Deveras chateados, só de imaginar o transtorno que nos aguardava, ao chegar a Guarapuava, ter de sair em busca de roupas e de todo o resto necessário para uma estada de 4 dias, seguimos a viagem. A região, para completar a tragédia, é quase desprovida de sinal de celular, na maior parte do trajeto. Num ponto alto da estrada, avistamos o que seria um bar ou armazém. Eu sugeri parar e perguntar se alguém, por acaso, havia encontrado duas malas perdidas na estrada. Paramos. E foi nesse instante que o celular de A tocou. Era a mãe dele. Assustada! Queria saber onde ele estava. Havia recebido uma ligação do Sr. Y, motorista de caminhão, dizendo que tinha encontrado duas malas, perdidas na rodovia para Bituruna, e ligara para o número que constava na etiqueta de uma delas. E ela estava na dúvida se era verdade ou golpe. Felizmente, não era golpe. Também, quase imediatamente, entraram, no meu WhatsApp, várias mensagens dos colegas de Passo Fundo, que estavam alucinados em busca de contato, pois receberam a notícia que haviam achado as nossas malas caídas no asfalto, mas não o carro e, diziam os mais pessimistas, nem os corpos. Estávamos desaparecidos! E dá-lhe explicar a mesma história, inúmeras vezes.

O Sr. Y havia deixado um telefone de contato para a mãe de A. Então começou um novo périplo: localizar o Sr. Y, numa região de baixa cobertura de sinal de celular. Chegamos a Bituruna e nada do Sr. Y. Paramos na frente da Igreja. Quem sabe esperando um milagre. Novo telefonema para a mãe de A. Reconfirmado o número deixado pelo Sr. Y. E, eis que toca o telefone de A. Era o Sr.

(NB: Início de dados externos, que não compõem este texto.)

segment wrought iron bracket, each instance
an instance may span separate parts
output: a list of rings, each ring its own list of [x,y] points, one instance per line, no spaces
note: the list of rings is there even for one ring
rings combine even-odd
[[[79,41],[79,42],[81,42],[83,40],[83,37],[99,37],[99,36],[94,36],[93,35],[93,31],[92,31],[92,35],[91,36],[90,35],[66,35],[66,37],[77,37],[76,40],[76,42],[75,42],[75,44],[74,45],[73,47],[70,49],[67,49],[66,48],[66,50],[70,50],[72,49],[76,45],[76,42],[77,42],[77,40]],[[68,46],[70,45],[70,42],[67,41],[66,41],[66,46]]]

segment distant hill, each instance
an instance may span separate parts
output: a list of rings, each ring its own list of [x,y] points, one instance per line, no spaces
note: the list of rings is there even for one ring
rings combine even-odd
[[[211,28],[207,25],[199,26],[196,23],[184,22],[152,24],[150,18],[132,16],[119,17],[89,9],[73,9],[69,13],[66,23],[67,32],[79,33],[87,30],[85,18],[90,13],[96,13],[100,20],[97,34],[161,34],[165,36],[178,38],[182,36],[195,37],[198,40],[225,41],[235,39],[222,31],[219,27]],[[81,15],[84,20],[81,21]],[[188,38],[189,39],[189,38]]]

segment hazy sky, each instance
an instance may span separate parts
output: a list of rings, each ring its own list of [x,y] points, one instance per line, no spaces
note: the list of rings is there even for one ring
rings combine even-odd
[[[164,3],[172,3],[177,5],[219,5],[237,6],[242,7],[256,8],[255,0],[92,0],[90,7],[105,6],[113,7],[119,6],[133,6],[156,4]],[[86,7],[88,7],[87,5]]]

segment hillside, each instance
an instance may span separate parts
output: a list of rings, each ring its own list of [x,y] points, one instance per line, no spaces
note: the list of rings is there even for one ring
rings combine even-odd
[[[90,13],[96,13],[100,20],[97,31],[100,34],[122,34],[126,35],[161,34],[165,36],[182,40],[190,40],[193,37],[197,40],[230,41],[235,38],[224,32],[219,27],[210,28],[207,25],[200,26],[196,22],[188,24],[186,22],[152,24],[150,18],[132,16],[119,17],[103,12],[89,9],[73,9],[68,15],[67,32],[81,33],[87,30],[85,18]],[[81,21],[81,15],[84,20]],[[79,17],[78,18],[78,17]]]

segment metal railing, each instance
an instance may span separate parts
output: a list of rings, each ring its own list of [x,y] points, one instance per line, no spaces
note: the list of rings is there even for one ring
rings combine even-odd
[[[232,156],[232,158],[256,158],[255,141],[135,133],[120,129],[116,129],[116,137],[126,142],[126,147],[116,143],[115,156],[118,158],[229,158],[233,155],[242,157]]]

Y retornando as inúmeras chamadas perdidas. Ele estava em Bituruna e com as malas. Marcamos encontro num restaurante indicado por ele. Fomos até lá. Chegamos antes. Minutos depois ele apareceu. Devolveu-nos as malas. Agradecemos e o gratificamos devidamente. Foi um gesto que me marcou pelo exemplo. Aquele homem, empregado de uma empresa, nunca cogitou receber qualquer recompensa. E muito menos ficar com o que não lhe pertencia. E assim, recuperadas as malas, de almas leves, com o atraso causado pelo percalço, chegamos a Guarapuava, em vez das 16 h, inicialmente presumidas, por volta das 20 h.

Eu, dessa viagem, além de uma mala com a tampa trincada, voltei com a confiança renovada nos seres humanos (em alguns deles, pelo menos). E, acrescentaria, quase um especialista em Nerds e Geeks.